Climate Central has a great drought summary, “Jet Stream Enhances Drought in West, Midwest Relief”
U.S. Drought Monitor Update
Here’s the latest from the U.S. Drought Monitor:
“Weather Summary: Due to blocking high pressure over the northwestern Atlantic Ocean, a weather system in the Nation’s mid-section stalled and temporarily retrograded westward, dropping widespread moderate to heavy rains on the Mississippi and Tennessee Valleys, Southeast, and Florida. With the addition of a deep southward push of sub-freezing air into the central U.S., accumulating record-late May snows fell as far south as northwestern Arkansas and northeastern Oklahoma. Unfortunately, the moisture bypassed much of the West and southern Plains, and was blocked by the strong high pressure from entering the Northeast. As the period ended, however, enough moisture from an upper-air low off the southern California coast raised humidity levels, lowered winds, and generated widely-scattered showers in the West which aided firefighters battling the huge wild fire in the southern California coastal mountains. Farther east, the slow-moving storm was creeping northeastward into the mid-Atlantic. Most of the lower 48 States and Alaska recorded subnormal weekly temperatures, especially the Plains, with unseasonable warmth confined to the West, Southwest, eastern Great Lakes region, Ohio Valley, and New England.”
Read more HERE:
Precipitation From Normal Nationwide
Precipitation so far this year in the Mississippi River Valley and into parts of the Southeast have been quite impressive. The numbers below represent how much above or below normal precipitation we are since the beginning of the year.

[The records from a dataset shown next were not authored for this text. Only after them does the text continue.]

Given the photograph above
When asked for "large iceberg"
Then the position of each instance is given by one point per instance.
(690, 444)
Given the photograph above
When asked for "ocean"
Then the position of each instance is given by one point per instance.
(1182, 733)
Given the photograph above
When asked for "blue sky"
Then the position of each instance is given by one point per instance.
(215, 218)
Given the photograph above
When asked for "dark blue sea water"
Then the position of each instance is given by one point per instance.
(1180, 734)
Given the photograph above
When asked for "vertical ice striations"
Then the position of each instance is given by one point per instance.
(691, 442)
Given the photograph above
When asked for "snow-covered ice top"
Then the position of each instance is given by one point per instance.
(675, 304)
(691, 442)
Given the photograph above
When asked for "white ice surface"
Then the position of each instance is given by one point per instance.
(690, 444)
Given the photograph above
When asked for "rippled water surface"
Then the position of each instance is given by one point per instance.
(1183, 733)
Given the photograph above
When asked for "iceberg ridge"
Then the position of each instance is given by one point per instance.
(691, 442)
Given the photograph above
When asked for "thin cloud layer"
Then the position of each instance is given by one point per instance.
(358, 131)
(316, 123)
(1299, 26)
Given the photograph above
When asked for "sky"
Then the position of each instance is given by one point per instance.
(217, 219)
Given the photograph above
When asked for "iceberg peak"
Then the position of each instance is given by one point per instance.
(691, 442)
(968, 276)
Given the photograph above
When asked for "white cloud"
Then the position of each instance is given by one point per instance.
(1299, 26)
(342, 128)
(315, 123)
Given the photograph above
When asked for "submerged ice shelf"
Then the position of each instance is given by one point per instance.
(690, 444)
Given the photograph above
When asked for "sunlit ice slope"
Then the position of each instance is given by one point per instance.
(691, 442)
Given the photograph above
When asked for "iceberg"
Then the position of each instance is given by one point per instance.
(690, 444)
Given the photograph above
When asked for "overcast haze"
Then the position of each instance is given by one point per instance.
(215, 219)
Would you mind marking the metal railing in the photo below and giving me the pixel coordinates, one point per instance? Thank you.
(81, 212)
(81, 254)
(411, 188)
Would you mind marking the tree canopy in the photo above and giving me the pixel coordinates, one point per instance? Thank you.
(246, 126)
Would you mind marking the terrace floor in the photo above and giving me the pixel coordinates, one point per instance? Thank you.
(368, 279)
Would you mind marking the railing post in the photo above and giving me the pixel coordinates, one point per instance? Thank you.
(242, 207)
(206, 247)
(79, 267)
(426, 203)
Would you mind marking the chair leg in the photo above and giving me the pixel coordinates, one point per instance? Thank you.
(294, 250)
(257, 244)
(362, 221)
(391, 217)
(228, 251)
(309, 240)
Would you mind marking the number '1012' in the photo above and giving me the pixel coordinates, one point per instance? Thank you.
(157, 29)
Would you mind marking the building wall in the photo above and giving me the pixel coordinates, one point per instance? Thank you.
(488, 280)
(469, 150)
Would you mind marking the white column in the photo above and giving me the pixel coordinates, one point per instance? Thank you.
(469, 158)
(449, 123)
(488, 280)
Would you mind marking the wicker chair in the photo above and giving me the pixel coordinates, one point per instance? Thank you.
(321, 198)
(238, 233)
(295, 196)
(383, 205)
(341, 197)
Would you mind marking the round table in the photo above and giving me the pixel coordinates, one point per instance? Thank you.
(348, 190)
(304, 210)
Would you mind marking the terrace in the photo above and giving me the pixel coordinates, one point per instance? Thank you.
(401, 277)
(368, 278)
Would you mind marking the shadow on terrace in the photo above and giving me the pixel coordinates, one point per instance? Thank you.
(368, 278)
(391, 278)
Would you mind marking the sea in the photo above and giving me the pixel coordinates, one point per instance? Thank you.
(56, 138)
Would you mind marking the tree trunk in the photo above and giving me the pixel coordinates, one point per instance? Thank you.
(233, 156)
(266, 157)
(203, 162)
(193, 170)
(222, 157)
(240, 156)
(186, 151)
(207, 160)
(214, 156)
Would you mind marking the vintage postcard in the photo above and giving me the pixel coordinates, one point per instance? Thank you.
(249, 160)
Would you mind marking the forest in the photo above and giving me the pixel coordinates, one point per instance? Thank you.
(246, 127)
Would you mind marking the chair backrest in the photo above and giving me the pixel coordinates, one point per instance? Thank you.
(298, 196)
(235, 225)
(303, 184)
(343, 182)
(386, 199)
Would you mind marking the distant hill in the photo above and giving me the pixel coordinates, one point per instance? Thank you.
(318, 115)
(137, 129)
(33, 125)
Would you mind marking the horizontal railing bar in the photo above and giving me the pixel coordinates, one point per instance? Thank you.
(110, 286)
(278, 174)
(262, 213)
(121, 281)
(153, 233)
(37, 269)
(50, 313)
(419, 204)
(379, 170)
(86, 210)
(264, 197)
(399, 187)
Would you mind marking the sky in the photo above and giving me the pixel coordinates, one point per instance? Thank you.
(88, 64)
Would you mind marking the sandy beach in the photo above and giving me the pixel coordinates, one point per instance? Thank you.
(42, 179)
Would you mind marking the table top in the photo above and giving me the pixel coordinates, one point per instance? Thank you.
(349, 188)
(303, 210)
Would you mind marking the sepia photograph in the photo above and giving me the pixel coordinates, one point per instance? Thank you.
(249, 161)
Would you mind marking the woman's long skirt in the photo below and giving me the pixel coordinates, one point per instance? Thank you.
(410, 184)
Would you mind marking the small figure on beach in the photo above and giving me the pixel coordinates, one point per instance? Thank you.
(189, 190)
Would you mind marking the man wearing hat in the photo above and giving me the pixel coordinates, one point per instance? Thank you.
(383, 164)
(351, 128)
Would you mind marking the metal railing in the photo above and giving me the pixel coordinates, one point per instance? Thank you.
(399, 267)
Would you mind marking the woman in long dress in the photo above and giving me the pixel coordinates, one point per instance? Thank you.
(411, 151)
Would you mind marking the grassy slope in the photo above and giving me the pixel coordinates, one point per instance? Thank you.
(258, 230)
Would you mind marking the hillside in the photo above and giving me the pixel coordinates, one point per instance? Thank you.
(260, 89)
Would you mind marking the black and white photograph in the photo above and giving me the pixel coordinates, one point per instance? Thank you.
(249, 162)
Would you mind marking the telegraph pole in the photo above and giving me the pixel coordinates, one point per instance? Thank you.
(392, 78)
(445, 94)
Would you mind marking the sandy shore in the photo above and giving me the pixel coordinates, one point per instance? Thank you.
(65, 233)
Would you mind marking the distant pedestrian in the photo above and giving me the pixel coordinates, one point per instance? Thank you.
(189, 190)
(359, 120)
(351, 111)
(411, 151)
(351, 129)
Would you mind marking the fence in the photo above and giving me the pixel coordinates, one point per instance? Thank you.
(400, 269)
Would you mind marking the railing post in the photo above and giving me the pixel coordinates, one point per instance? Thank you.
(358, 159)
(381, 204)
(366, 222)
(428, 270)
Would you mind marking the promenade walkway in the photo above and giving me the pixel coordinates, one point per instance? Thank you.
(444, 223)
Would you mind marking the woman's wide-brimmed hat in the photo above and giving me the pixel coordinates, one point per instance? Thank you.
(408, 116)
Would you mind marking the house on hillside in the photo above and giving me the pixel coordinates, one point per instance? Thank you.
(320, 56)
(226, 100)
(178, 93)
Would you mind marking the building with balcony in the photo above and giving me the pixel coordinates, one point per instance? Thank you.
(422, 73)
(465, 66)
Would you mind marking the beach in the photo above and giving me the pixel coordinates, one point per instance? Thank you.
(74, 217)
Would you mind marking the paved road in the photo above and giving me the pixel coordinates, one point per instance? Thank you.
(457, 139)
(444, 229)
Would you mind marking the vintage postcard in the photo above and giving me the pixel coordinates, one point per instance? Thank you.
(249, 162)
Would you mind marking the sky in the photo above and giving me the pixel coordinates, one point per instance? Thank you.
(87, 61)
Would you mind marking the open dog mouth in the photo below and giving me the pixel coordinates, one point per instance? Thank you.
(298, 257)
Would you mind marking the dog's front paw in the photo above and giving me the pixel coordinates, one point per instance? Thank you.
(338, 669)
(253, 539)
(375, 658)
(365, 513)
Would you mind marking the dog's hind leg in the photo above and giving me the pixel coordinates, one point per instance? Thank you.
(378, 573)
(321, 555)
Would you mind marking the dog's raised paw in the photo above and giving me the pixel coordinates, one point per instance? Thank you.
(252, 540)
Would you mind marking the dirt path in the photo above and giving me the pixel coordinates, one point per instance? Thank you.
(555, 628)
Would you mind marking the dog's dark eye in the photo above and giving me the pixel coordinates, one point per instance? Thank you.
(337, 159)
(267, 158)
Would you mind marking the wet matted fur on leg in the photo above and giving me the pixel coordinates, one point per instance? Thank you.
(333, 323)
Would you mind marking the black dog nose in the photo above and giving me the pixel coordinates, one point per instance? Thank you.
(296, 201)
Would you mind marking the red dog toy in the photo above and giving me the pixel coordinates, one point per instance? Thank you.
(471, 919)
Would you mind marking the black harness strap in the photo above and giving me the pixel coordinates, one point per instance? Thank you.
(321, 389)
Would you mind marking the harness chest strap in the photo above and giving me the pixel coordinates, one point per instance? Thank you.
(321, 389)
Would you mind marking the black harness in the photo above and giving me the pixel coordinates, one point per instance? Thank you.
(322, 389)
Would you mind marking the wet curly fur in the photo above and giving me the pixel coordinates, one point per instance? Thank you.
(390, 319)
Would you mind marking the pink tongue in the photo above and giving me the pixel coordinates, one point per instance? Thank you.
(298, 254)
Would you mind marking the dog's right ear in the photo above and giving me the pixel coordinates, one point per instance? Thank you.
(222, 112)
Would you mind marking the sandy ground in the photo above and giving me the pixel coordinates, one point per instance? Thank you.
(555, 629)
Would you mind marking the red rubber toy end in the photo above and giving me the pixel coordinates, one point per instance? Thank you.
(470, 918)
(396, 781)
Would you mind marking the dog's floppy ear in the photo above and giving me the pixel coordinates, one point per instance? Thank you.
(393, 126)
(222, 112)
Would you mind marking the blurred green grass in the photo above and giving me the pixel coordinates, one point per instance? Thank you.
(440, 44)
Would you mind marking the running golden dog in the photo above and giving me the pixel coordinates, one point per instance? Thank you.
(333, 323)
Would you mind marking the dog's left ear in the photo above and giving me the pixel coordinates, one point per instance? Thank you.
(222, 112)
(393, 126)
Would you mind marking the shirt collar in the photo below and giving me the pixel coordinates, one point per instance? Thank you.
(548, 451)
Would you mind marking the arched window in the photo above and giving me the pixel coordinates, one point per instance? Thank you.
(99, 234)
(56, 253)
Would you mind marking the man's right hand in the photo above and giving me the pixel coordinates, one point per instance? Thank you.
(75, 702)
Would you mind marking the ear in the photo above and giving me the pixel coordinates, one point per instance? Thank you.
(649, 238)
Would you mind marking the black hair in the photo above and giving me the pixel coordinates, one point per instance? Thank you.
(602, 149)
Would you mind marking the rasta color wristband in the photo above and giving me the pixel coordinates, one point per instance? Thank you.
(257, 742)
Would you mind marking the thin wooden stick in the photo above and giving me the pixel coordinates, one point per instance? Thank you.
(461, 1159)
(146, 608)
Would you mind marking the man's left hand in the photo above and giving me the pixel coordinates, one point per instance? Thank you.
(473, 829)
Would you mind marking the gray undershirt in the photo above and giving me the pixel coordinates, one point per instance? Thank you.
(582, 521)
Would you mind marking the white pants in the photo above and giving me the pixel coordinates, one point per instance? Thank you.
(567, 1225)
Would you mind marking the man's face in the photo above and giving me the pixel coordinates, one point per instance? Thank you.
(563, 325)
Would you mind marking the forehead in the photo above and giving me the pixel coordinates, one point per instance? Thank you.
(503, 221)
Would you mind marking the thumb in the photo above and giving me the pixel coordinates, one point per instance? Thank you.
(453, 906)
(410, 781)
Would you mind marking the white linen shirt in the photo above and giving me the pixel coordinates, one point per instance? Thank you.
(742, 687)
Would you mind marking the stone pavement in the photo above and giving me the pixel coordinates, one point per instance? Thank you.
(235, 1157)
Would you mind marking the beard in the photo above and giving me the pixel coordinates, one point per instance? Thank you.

According to NOAAs HPC 3 day forecast, the Southern Plains and Mississippi River Valley will get a good quick soak from showers and thunderstorm through the early weekend. Some of the storms may be severe, so keep an eye to the sky there and also into the Ohio Valley.
Mother’s Day Preview
Hey! Don’t forget about Mom this weekend.
Thanks for checking in, have a great weekend ahead!